Skulas, now 54, and Maggard, 53, were married in May. Last month, he moved into his wife's suburban Cincinnati home. Possessor of a PhD in communications, Skulas hopes to return to work shortly. Meanwhile, he continues his rebuilding his body, which is up to 270 pounds, much of it muscle. Surprising developments continue. His neurosurgeons told him he would never regain full use of his right foot, which has required an orthotic brace when he walks. Last week, during his daily three-mile stroll he suddenly stopped one mile from the finish, removed the orthotic, and walked on without any issue or discomfort.
"God has worked [another one] for me," he said.
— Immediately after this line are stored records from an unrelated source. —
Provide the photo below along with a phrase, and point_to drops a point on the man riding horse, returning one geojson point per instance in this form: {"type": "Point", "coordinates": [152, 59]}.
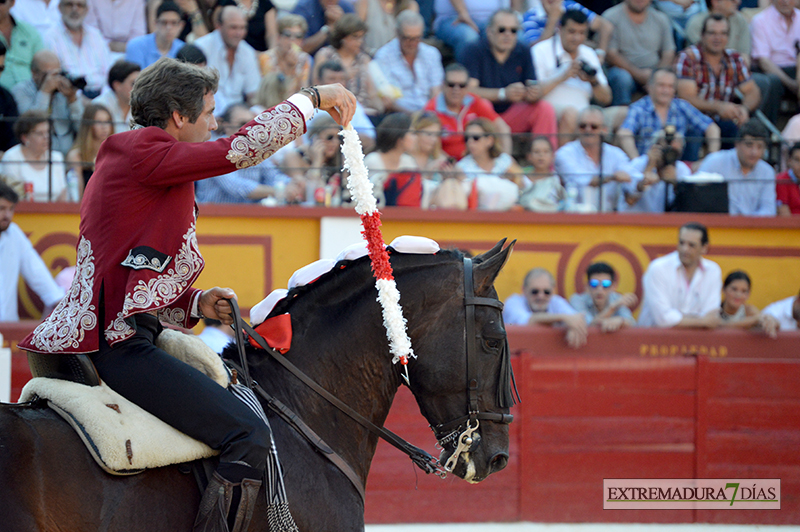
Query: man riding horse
{"type": "Point", "coordinates": [137, 258]}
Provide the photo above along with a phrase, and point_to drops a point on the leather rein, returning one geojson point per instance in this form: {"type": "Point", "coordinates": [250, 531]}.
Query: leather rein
{"type": "Point", "coordinates": [420, 457]}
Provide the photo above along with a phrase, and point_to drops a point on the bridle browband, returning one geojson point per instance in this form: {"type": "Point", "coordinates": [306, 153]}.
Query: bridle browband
{"type": "Point", "coordinates": [421, 458]}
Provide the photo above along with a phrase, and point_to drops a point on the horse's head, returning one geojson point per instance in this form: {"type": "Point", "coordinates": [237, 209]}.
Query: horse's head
{"type": "Point", "coordinates": [462, 376]}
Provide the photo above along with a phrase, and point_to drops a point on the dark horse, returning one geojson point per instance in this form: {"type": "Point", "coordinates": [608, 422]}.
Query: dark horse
{"type": "Point", "coordinates": [49, 482]}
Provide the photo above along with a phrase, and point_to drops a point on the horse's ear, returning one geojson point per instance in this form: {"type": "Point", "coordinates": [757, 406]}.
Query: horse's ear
{"type": "Point", "coordinates": [491, 253]}
{"type": "Point", "coordinates": [490, 264]}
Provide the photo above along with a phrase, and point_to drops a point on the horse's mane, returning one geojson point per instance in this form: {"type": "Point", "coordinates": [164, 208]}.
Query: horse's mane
{"type": "Point", "coordinates": [354, 275]}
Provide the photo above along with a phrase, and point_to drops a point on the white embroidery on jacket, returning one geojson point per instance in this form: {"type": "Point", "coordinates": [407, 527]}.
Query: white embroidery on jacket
{"type": "Point", "coordinates": [277, 127]}
{"type": "Point", "coordinates": [74, 316]}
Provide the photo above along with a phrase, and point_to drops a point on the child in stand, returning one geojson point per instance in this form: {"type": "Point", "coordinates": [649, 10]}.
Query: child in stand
{"type": "Point", "coordinates": [545, 194]}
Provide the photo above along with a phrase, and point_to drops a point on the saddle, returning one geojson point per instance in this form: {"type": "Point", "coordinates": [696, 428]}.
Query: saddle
{"type": "Point", "coordinates": [123, 438]}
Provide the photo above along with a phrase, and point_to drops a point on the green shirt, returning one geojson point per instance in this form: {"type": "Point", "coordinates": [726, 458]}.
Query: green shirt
{"type": "Point", "coordinates": [25, 41]}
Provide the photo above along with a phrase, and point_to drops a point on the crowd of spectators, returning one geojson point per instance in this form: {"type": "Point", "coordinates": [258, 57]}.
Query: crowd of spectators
{"type": "Point", "coordinates": [681, 289]}
{"type": "Point", "coordinates": [637, 99]}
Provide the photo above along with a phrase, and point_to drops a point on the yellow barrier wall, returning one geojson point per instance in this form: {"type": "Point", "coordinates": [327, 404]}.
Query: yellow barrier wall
{"type": "Point", "coordinates": [254, 250]}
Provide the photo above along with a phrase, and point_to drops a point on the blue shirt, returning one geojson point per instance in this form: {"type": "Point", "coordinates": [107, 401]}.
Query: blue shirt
{"type": "Point", "coordinates": [752, 194]}
{"type": "Point", "coordinates": [516, 310]}
{"type": "Point", "coordinates": [644, 122]}
{"type": "Point", "coordinates": [143, 51]}
{"type": "Point", "coordinates": [483, 66]}
{"type": "Point", "coordinates": [535, 19]}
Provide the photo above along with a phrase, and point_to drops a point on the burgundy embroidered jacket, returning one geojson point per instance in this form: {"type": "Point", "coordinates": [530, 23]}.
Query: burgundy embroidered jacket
{"type": "Point", "coordinates": [137, 245]}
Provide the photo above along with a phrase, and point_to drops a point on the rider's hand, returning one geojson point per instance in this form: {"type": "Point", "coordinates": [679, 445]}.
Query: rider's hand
{"type": "Point", "coordinates": [212, 304]}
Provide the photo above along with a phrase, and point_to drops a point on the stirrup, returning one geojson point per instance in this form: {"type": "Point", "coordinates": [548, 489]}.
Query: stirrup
{"type": "Point", "coordinates": [214, 506]}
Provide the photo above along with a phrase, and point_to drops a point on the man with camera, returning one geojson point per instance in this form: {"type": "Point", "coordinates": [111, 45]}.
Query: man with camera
{"type": "Point", "coordinates": [569, 73]}
{"type": "Point", "coordinates": [50, 90]}
{"type": "Point", "coordinates": [654, 174]}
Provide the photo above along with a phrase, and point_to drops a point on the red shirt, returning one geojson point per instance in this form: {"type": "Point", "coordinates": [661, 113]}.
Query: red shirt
{"type": "Point", "coordinates": [788, 192]}
{"type": "Point", "coordinates": [453, 125]}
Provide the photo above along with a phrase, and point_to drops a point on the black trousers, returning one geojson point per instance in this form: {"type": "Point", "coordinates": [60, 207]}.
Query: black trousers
{"type": "Point", "coordinates": [184, 398]}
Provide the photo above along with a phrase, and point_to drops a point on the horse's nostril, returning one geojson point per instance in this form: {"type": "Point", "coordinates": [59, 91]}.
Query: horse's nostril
{"type": "Point", "coordinates": [499, 462]}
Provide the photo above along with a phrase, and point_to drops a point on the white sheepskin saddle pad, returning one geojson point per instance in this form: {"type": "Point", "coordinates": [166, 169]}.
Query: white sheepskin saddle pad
{"type": "Point", "coordinates": [123, 438]}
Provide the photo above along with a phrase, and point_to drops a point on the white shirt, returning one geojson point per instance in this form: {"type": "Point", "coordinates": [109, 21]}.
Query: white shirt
{"type": "Point", "coordinates": [38, 14]}
{"type": "Point", "coordinates": [577, 169]}
{"type": "Point", "coordinates": [13, 165]}
{"type": "Point", "coordinates": [19, 257]}
{"type": "Point", "coordinates": [91, 60]}
{"type": "Point", "coordinates": [668, 297]}
{"type": "Point", "coordinates": [782, 311]}
{"type": "Point", "coordinates": [550, 60]}
{"type": "Point", "coordinates": [234, 83]}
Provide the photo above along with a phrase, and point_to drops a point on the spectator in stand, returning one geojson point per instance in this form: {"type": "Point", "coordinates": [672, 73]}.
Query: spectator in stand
{"type": "Point", "coordinates": [601, 303]}
{"type": "Point", "coordinates": [347, 36]}
{"type": "Point", "coordinates": [642, 41]}
{"type": "Point", "coordinates": [286, 57]}
{"type": "Point", "coordinates": [751, 180]}
{"type": "Point", "coordinates": [494, 176]}
{"type": "Point", "coordinates": [455, 107]}
{"type": "Point", "coordinates": [20, 41]}
{"type": "Point", "coordinates": [648, 116]}
{"type": "Point", "coordinates": [570, 74]}
{"type": "Point", "coordinates": [682, 288]}
{"type": "Point", "coordinates": [8, 109]}
{"type": "Point", "coordinates": [461, 22]}
{"type": "Point", "coordinates": [500, 70]}
{"type": "Point", "coordinates": [320, 15]}
{"type": "Point", "coordinates": [40, 14]}
{"type": "Point", "coordinates": [20, 258]}
{"type": "Point", "coordinates": [653, 177]}
{"type": "Point", "coordinates": [739, 34]}
{"type": "Point", "coordinates": [587, 163]}
{"type": "Point", "coordinates": [736, 312]}
{"type": "Point", "coordinates": [776, 34]}
{"type": "Point", "coordinates": [787, 186]}
{"type": "Point", "coordinates": [545, 193]}
{"type": "Point", "coordinates": [412, 66]}
{"type": "Point", "coordinates": [118, 20]}
{"type": "Point", "coordinates": [97, 125]}
{"type": "Point", "coordinates": [787, 312]}
{"type": "Point", "coordinates": [539, 304]}
{"type": "Point", "coordinates": [381, 18]}
{"type": "Point", "coordinates": [540, 21]}
{"type": "Point", "coordinates": [27, 166]}
{"type": "Point", "coordinates": [709, 74]}
{"type": "Point", "coordinates": [262, 25]}
{"type": "Point", "coordinates": [49, 91]}
{"type": "Point", "coordinates": [81, 48]}
{"type": "Point", "coordinates": [393, 141]}
{"type": "Point", "coordinates": [234, 59]}
{"type": "Point", "coordinates": [163, 42]}
{"type": "Point", "coordinates": [121, 78]}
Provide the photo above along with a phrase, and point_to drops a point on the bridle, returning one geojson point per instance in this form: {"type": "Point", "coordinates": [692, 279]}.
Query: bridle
{"type": "Point", "coordinates": [420, 457]}
{"type": "Point", "coordinates": [450, 433]}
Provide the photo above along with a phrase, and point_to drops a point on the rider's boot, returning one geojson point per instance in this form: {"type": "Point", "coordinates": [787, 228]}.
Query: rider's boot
{"type": "Point", "coordinates": [214, 506]}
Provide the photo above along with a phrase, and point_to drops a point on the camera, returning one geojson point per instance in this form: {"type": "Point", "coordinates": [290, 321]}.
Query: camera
{"type": "Point", "coordinates": [669, 154]}
{"type": "Point", "coordinates": [77, 82]}
{"type": "Point", "coordinates": [588, 69]}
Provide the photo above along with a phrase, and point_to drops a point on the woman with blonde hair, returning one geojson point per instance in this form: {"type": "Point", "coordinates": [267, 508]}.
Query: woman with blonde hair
{"type": "Point", "coordinates": [495, 176]}
{"type": "Point", "coordinates": [347, 38]}
{"type": "Point", "coordinates": [96, 127]}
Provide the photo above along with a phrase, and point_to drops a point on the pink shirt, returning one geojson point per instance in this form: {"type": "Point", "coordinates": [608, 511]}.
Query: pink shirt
{"type": "Point", "coordinates": [773, 38]}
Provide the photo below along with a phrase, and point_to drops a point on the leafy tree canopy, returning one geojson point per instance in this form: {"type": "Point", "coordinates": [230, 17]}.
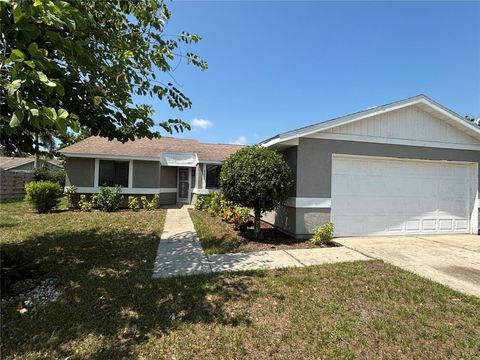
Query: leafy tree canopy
{"type": "Point", "coordinates": [77, 63]}
{"type": "Point", "coordinates": [257, 178]}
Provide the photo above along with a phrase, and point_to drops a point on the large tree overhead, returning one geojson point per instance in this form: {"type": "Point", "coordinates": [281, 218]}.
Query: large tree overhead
{"type": "Point", "coordinates": [257, 178]}
{"type": "Point", "coordinates": [78, 63]}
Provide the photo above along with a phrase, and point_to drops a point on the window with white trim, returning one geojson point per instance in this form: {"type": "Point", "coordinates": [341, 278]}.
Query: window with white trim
{"type": "Point", "coordinates": [213, 176]}
{"type": "Point", "coordinates": [112, 173]}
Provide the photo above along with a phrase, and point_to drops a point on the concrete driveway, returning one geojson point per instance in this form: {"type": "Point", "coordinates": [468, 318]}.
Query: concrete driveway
{"type": "Point", "coordinates": [452, 260]}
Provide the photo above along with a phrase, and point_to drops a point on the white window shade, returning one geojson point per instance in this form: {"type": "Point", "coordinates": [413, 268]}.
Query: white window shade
{"type": "Point", "coordinates": [178, 159]}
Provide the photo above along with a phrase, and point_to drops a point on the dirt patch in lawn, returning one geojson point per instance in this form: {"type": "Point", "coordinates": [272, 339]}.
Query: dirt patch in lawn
{"type": "Point", "coordinates": [219, 237]}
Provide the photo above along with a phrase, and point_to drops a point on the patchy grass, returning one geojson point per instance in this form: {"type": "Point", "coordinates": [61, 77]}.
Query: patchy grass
{"type": "Point", "coordinates": [219, 237]}
{"type": "Point", "coordinates": [112, 309]}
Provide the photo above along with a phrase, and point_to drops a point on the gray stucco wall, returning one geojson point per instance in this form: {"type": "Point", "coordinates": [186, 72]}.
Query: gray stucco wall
{"type": "Point", "coordinates": [168, 177]}
{"type": "Point", "coordinates": [315, 160]}
{"type": "Point", "coordinates": [146, 174]}
{"type": "Point", "coordinates": [80, 171]}
{"type": "Point", "coordinates": [311, 162]}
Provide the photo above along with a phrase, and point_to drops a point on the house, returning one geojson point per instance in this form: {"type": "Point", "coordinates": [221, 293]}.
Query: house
{"type": "Point", "coordinates": [27, 163]}
{"type": "Point", "coordinates": [177, 169]}
{"type": "Point", "coordinates": [409, 167]}
{"type": "Point", "coordinates": [15, 172]}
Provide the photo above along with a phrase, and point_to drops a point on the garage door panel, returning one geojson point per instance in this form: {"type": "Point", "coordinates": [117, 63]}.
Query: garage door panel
{"type": "Point", "coordinates": [373, 196]}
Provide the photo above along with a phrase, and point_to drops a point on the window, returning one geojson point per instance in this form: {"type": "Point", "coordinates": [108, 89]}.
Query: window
{"type": "Point", "coordinates": [213, 176]}
{"type": "Point", "coordinates": [113, 173]}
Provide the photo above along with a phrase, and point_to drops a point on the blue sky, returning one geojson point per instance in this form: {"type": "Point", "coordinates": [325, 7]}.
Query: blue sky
{"type": "Point", "coordinates": [275, 66]}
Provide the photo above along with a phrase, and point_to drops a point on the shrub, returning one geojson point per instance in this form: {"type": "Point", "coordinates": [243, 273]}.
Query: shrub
{"type": "Point", "coordinates": [202, 202]}
{"type": "Point", "coordinates": [95, 201]}
{"type": "Point", "coordinates": [84, 204]}
{"type": "Point", "coordinates": [44, 174]}
{"type": "Point", "coordinates": [152, 205]}
{"type": "Point", "coordinates": [109, 198]}
{"type": "Point", "coordinates": [69, 192]}
{"type": "Point", "coordinates": [43, 195]}
{"type": "Point", "coordinates": [133, 203]}
{"type": "Point", "coordinates": [257, 178]}
{"type": "Point", "coordinates": [215, 204]}
{"type": "Point", "coordinates": [323, 234]}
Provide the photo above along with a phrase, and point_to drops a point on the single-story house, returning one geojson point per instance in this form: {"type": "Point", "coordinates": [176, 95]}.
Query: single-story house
{"type": "Point", "coordinates": [409, 167]}
{"type": "Point", "coordinates": [177, 169]}
{"type": "Point", "coordinates": [15, 172]}
{"type": "Point", "coordinates": [27, 163]}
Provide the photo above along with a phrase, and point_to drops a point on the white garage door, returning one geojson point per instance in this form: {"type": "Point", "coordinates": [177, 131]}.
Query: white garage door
{"type": "Point", "coordinates": [378, 196]}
Not surprisingly, Skulas has a different view on life - a softer, more sobering perspective than before. "My first thing in the morning is to thank God for the gift of the day. Some people will say nice little expressions. 'Oh, thank you, it's a beautiful day.' No, dude, thank you! Each and every day is a gift until He decides I've worn out my welcome."
The only sad part is this, best expressed by Sally Grether of St. Elias. She and Skulas's many friends had just gotten used to him being back in church when she heard he was moving.
"You're leaving?" she asked.
Skulas, reminding Grether where he had been not so long ago, had the perfect response.
"Ah," he said, "but I can come back."
Reported by George J. Tanber firstname.lastname@example.org
[Corrections: Skulas was previously identified as a deacon at his church; he's a sub-deacon. Irene Skulas is his sister, not his mother, as previously reported.]